Fitness tracker and smartwatch company Fitbit (NYSE:FIT) reported its first-quarter results after the market closed on May 1. The struggling tracker business returned to growth, helping boost total revenue by nearly 10%. But gross margin plummeted thanks to higher sales of smartwatches, offsetting cost cuts and leading to a substantial loss.

Fitbit results: The raw numbers

Metric

Q1 2019

Q1 2018

Year-Over-Year Change

Revenue

$271.9 million

$247.9 million

9.7%

Net income

($79.5 million)

($80.9 million)

N/A

Non-GAAP earnings per share

($0.15)

($0.17)

N/A

Devices sold

2.9 million

2.2 million

36%

Data source: Fitbit.

What happened with Fitbit this quarter?

  • Fitbit increased its device shipments at the expense of average selling price, which was down 19% year over year to $91 per device. The company introduced inexpensive devices in recent months, including the Versa Lite smartwatch and the Inspire fitness tracker.
  • New devices introduced over the past 12 months, which include the Charge 3, Inspire, Inspire HR, and Versa Lite, accounted for 67% of total revenue.
  • U.S. revenue was $135 million, down 3% year over year. Europe, the Middle East, and Africa generated $87 million of revenue, up 35% year over year, while the Asia-Pacific region grew revenue by 24% to $34 million.
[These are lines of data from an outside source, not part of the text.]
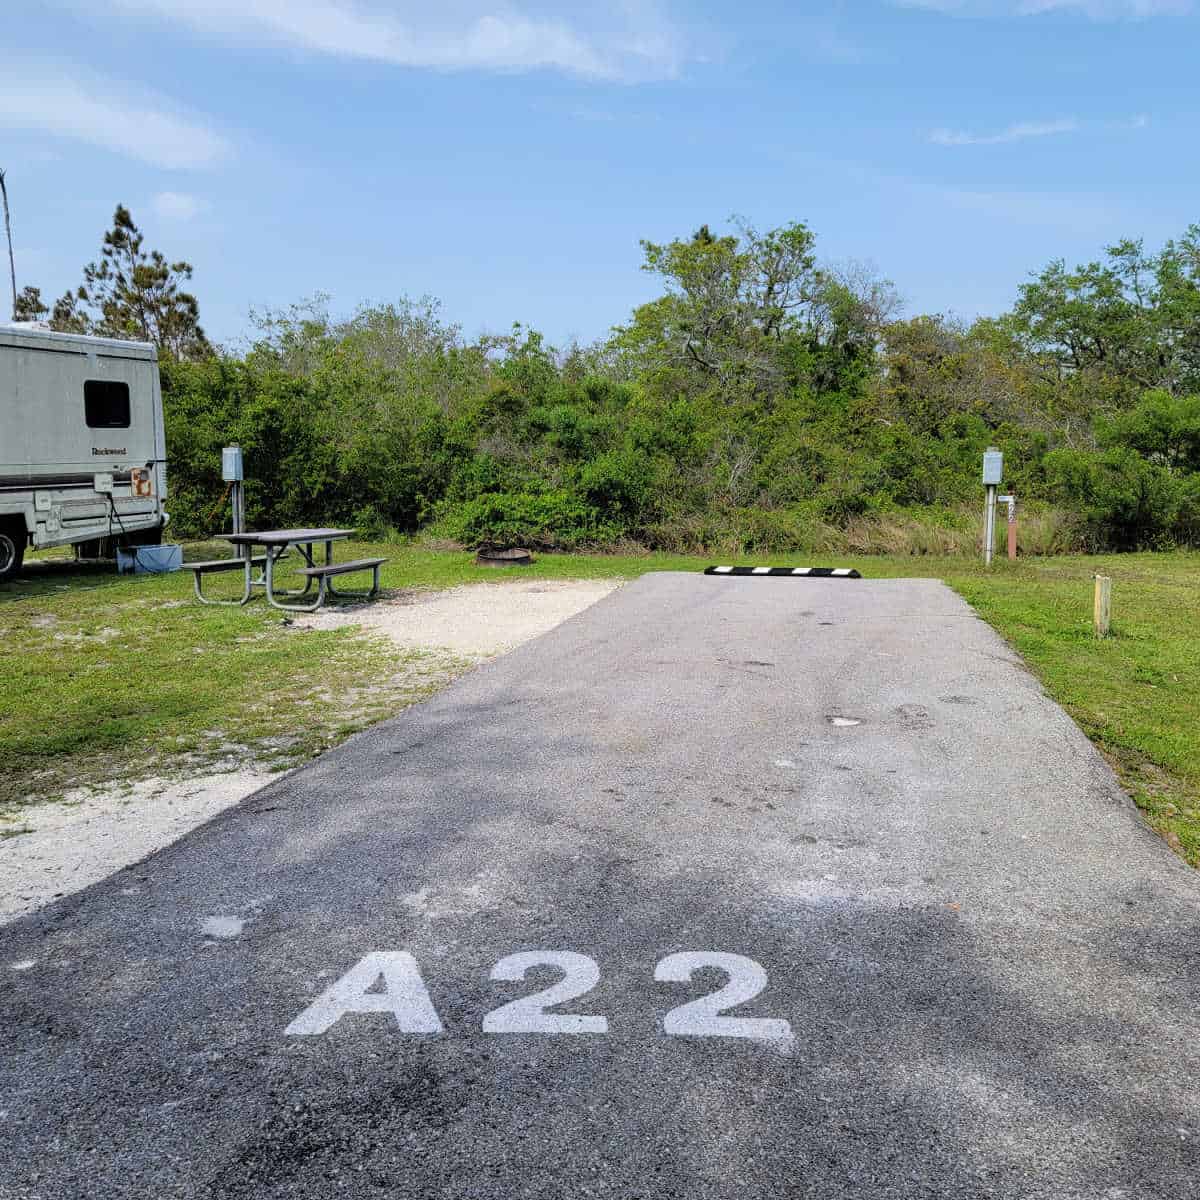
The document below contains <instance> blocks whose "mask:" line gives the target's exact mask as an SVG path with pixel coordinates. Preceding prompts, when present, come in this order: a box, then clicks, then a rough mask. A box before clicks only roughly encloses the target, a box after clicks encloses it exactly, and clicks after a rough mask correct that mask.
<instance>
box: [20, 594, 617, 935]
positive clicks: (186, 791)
mask: <svg viewBox="0 0 1200 1200" xmlns="http://www.w3.org/2000/svg"><path fill="white" fill-rule="evenodd" d="M619 586H620V583H619V581H614V580H515V581H504V582H502V583H473V584H468V586H464V587H458V588H452V589H450V590H448V592H426V593H408V594H404V595H402V596H400V598H392V599H388V600H380V601H378V602H376V604H371V605H358V606H354V607H353V608H343V610H330V611H325V612H319V613H313V614H312V616H310V617H298V618H296V628H319V629H332V628H338V626H342V625H359V626H361V628H362V629H368V630H374V631H377V632H380V634H385V635H386V636H388V637H390V638H391V640H392V641H395V642H396V643H397V644H400V646H404V647H413V648H421V649H434V648H443V649H448V650H452V652H454V653H455V654H456V655H458V656H460V658H464V659H470V660H474V661H478V662H481V661H484V660H485V659H490V658H494V656H496V655H497V654H504V653H506V652H508V650H511V649H512V648H514V647H516V646H520V644H521V643H522V642H527V641H529V640H530V638H533V637H536V636H538V635H540V634H545V632H546V631H547V630H551V629H553V628H554V626H556V625H557V624H559V623H560V622H563V620H565V619H566V618H568V617H572V616H574V614H575V613H577V612H581V611H582V610H583V608H587V607H588V606H589V605H593V604H595V601H596V600H600V599H601V598H602V596H606V595H607V594H608V593H610V592H612V590H613V589H614V588H617V587H619ZM272 778H276V776H275V775H272V774H270V773H268V772H265V770H260V769H254V768H248V769H247V768H246V767H245V764H241V766H240V767H239V769H235V770H230V772H227V773H223V774H211V775H200V776H197V778H194V779H190V780H187V781H179V780H170V779H143V780H138V781H136V782H127V781H124V780H121V781H115V782H113V784H110V785H108V786H106V787H102V788H88V790H80V791H78V792H73V793H71V794H70V796H67V797H66V798H65V799H64V800H61V802H58V803H53V804H41V805H36V806H34V808H30V809H28V810H26V811H24V812H22V814H20V816H19V817H18V818H17V820H16V821H14V822H12V823H11V824H7V826H0V834H6V833H7V834H8V836H5V838H4V839H2V840H0V922H5V920H12V919H14V918H17V917H20V916H23V914H25V913H29V912H34V911H35V910H37V908H40V907H42V906H43V905H46V904H50V902H52V901H53V900H58V899H59V898H60V896H64V895H70V894H71V893H72V892H78V890H80V889H82V888H85V887H89V886H90V884H92V883H97V882H98V881H100V880H103V878H106V877H107V876H109V875H112V874H113V872H114V871H119V870H120V869H121V868H124V866H128V865H131V864H132V863H137V862H138V860H139V859H143V858H145V857H146V856H148V854H151V853H154V852H155V851H156V850H161V848H162V847H163V846H168V845H170V842H173V841H175V840H176V839H178V838H181V836H182V835H184V834H185V833H187V832H188V830H190V829H194V828H196V827H197V826H198V824H203V823H204V822H205V821H208V820H210V818H211V817H214V816H216V815H217V814H218V812H220V811H221V810H222V809H227V808H229V806H230V805H233V804H236V803H238V802H239V800H242V799H244V798H245V797H247V796H250V793H251V792H254V791H257V790H258V788H259V787H262V786H263V785H264V784H266V782H269V781H270V780H271V779H272ZM20 829H24V830H28V832H24V833H17V830H20Z"/></svg>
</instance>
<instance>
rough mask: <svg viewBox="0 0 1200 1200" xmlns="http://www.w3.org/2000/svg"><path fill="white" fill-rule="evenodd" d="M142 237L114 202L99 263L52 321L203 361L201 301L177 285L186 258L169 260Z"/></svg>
mask: <svg viewBox="0 0 1200 1200" xmlns="http://www.w3.org/2000/svg"><path fill="white" fill-rule="evenodd" d="M144 244H145V238H144V235H143V233H142V230H140V229H139V228H138V227H137V226H136V224H134V222H133V217H132V215H131V214H130V210H128V209H126V208H125V206H124V205H120V204H118V206H116V211H115V212H114V214H113V228H112V229H109V230H108V233H106V234H104V244H103V247H102V248H101V257H100V260H98V262H95V263H89V264H88V265H86V266H85V268H84V272H83V276H84V282H83V284H82V286H80V287H79V288H78V290H77V292H74V293H73V294H72V293H67V294H65V295H64V296H61V298H60V299H59V301H58V302H56V304H55V306H54V314H53V317H52V324H53V325H54V328H55V329H64V330H68V331H72V332H90V334H97V335H100V336H101V337H128V338H136V340H139V341H145V342H154V343H155V344H156V346H157V347H158V348H160V349H161V350H163V352H164V353H167V354H168V355H170V356H172V358H175V359H204V358H208V356H209V355H211V354H212V347H211V346H210V344H209V341H208V338H206V337H205V335H204V330H203V329H202V328H200V323H199V319H200V318H199V304H198V302H197V299H196V296H194V295H192V294H191V293H190V292H185V290H182V288H181V284H182V283H186V282H187V281H188V280H190V278H191V277H192V266H191V264H190V263H185V262H175V263H172V262H168V260H167V258H166V257H164V256H163V254H162V253H161V252H160V251H157V250H154V251H146V250H145V248H144Z"/></svg>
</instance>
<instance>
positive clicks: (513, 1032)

Revenue from the Americas excluding the U.S. slumped 5% to $15 million.
  • Non-GAAP gross margin was 34.2%, down from 47.1% in the prior-year period. The company blamed a mix shift toward smartwatches and lower yields from recent product launches.
  • GAAP operating expenses declined by 12.6% year over year to $172.3 million.
  • Smartwatch devices sold rose 117% year over year, while tracker devices sold rose 17% year over year. Tracker sales had been declining for multiple years.
  • Fitbit Health Solutions grew by 70% year over year to $30.5 million, and the company expects to reach its full-year target of $100 million of revenue.
A woman wearing a Fitbit device while jogging.

The Fitbit Inspire HR. Image source: Fitbit.

What management had to say

Fitbit CEO James Park talked about the company's balanced approach during the earnings call: "Fitbit is committed to returning to growth and profitability, but we want to balance investment to drive future revenue growth with near-term cost savings. We continue to focus on driving operating leverage into the business with an effort to improve both our top line and reduced costs."

Park also talked up the success of the Inspire tracker: "Trackers have always been key to our portfolio and we continue to see a clear segment of users who prefer this form factor. In fact, Inspire HR is currently the best selling device in the U.S. and the retail channel ahead of Samsung, Fossil and Garmin."

Looking forward

Fitbit provided the following guidance for the second quarter:

  • Devices sold is expected to increase, while average selling price is expected to decrease, on a year-over-year basis.
  • Total revenue between $305 million and $320 million, up 2% to 7% year over year.
  • Non-GAAP gross margin between 36% and 38%.
  • Operating expenses are expected to decline year over year as Fitbit continues to reduce costs. However, expenses will rise compared to the first quarter due to spending to support recent product introductions.
  • Non-GAAP net loss per share between $0.17 and $0.20 and adjusted EBITDA loss between $47 million and $59 million.

For the full year, Fitbit expects:

  • The same devices sold and average selling price dynamics as the second quarter.
  • Total revenue between $1.52 billion and $1.58 billion, up 1% to 4% from 2018.
  • Non-GAAP gross margin of roughly 40%, with a 41% gross margin in the second half.
  • Operating expenses are expected between $660 million and $690 million.
  • Adjusted EBITDA is expected between a loss of $30 million and breakeven.
  • Free cash flow is expected to be a loss between $40 million and $70 million.

Fitbit managed to return its tracker business to growth in the first quarter, but that required launching cheaper devices that dragged down the average selling price. The smartwatch business continues to boom, but lower margins for those devices are hurting the bottom line.

Though Fitbit's turnaround is showing signs of progress, it doesn't look like the company will return to profitability anytime soon.